Again, Solskjaer may well end up a great, but it is just such an unnecessary risk.

Compare that to champions Manchester City, and what United are really up against, where the Catalan saying in the boardroom for any debate is “to put your head in the fringe”. The mantra is also that you never make a decision in the 24 hours after a result, because you’re too guided by emotion.

Then again, compare the entire football structure of United to City, or title challengers Liverpool.

The Anfield hierarchy gradually put in place what is now one of the most intelligent transfer departments in the world, as seen by how they got ahead of the game on players like Mohamed Salah, Andy Robertson, Roberto Firmino and Sadio Mane.

City meanwhile imported the brains behind “the Apple of football” in Barcelona. You really couldn’t have brought in better football intelligence, and a lot of it at that.

They worked out a long-term identity and put in place the foundations. They also went for the best managers they possibly could, who were on an upward curve.

Against that, United have a vague structure, where one prominent official was quoted as saying “identifying top signings is easy, as everyone knows who they are”. One source maintains Woodward would bring in most of England’s World Cup squad if he could, but purely due to that summer’s success rather than any more substantial thinking. For right-back, the executive vice-chairman is said to favour Kieran Trippier, whereas Solskjaer would like Aaron Wan-Bissaka.

All of this is partly why they have a mess of a squad structure where players they want to keep – David De Gea and Marcus Rashford – are in such situations where they can manoeuvre an exit, while players they want to sell are on such contracts they’re very difficult to get rid of.

Solskjaer may have been given the go-ahead for a clear-out but finding buyers or commensurate wage offers for players like Marcos Rojo and Matteo Darmian is going to be a lot more difficult. And that’s before you even get to the ludicrous contract given to Alexis Sanchez, which is causing such problems both in terms of wage structure and basic value. That is again a decision City just wouldn’t make, and refused to make, because they are keenly aware of the wider consequences.

United have for a long time been looking to bring in a technical staff to address much of this but and Mike Phelan’s name was mooted on Monday. Sources have since played that down.

That would be just as well. The 56-year-old is obviously an accomplished figure, who knows the club so well, but sources say his way of working is from Sir Alex Ferguson’s intuition and relationship-based approach that is now probably out of step with the modern game. Most of his work has also come as assistant manager, not a role like this.

Phelan’s appointment would mean that, to go with the fact the manager’s only success is in the Norwegian league, the technical director’s only experience of such a role would be in the Australian league.

And those who have worked with him at Central Coast Mariners aren’t exactly gushing in praise.

It would again represent an unnecessary risk for the two most important football roles at the club. United should be going for the brightest and best, at the forefront of the top level. Any candidate for such a crucial role should have to offer in-depth presentation on specific plans for the club and how they’re going to implement them.

You can by now see that Mourinho was correct about a lot of the decision-making at United, even if his very appointment was another illustration of why he was right.
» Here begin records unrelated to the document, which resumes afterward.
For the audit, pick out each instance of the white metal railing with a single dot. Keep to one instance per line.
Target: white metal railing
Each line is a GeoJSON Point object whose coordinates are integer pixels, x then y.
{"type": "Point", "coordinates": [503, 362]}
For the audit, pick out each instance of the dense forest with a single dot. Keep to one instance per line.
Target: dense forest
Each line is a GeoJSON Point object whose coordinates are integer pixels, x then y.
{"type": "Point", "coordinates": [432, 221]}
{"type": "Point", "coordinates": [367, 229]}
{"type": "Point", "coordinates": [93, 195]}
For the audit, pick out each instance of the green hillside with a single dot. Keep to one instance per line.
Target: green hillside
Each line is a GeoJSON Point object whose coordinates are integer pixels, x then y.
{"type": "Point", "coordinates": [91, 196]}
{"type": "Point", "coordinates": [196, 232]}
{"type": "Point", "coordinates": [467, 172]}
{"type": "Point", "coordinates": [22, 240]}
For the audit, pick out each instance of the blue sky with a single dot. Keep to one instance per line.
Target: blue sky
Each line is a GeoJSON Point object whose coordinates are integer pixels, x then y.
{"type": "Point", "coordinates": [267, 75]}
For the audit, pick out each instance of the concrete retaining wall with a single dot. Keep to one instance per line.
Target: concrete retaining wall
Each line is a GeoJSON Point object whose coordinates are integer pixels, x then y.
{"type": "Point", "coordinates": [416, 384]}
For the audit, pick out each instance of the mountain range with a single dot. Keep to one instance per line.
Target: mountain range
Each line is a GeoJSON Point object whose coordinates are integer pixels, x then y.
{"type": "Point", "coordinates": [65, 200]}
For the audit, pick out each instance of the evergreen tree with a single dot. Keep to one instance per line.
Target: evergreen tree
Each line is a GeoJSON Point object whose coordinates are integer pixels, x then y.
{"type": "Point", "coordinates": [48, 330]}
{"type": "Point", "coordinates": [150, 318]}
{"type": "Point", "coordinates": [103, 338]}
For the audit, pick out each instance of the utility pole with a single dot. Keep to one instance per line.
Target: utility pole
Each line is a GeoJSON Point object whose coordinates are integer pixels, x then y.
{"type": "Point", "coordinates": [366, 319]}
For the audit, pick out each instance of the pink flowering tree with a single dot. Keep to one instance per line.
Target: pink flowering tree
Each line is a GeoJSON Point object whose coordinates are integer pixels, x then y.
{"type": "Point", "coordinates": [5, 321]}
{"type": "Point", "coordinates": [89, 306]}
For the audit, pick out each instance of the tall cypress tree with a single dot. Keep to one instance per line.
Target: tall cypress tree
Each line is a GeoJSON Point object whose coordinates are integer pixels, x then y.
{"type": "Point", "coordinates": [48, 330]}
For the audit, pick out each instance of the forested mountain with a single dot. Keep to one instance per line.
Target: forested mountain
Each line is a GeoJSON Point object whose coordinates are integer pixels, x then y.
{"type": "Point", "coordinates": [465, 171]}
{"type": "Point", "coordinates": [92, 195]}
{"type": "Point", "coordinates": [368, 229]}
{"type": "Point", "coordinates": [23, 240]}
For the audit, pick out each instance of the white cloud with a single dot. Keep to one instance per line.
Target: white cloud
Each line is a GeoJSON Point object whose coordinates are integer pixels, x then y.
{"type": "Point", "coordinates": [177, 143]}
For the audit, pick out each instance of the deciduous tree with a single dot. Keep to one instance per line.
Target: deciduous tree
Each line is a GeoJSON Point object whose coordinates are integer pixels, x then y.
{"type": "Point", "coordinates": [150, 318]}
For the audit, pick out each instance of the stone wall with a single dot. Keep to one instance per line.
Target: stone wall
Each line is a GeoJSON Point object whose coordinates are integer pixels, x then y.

It was another surface-level decision, another mere response to the previous manager, rather than something fitting in to a wider identity.

Solskjaer is the same, a response to the last manager.

There is at least now an acknowledgement that this needs to be the start of something new, a new articulation of the club’s identity.

That needs to go very deep, though.

As one source quipped, “making the players wear club suits and taking away headphones is all well and good but that alone isn’t going to make us compete with City”.

There may well be more reality checks to come. There is a very big job to do.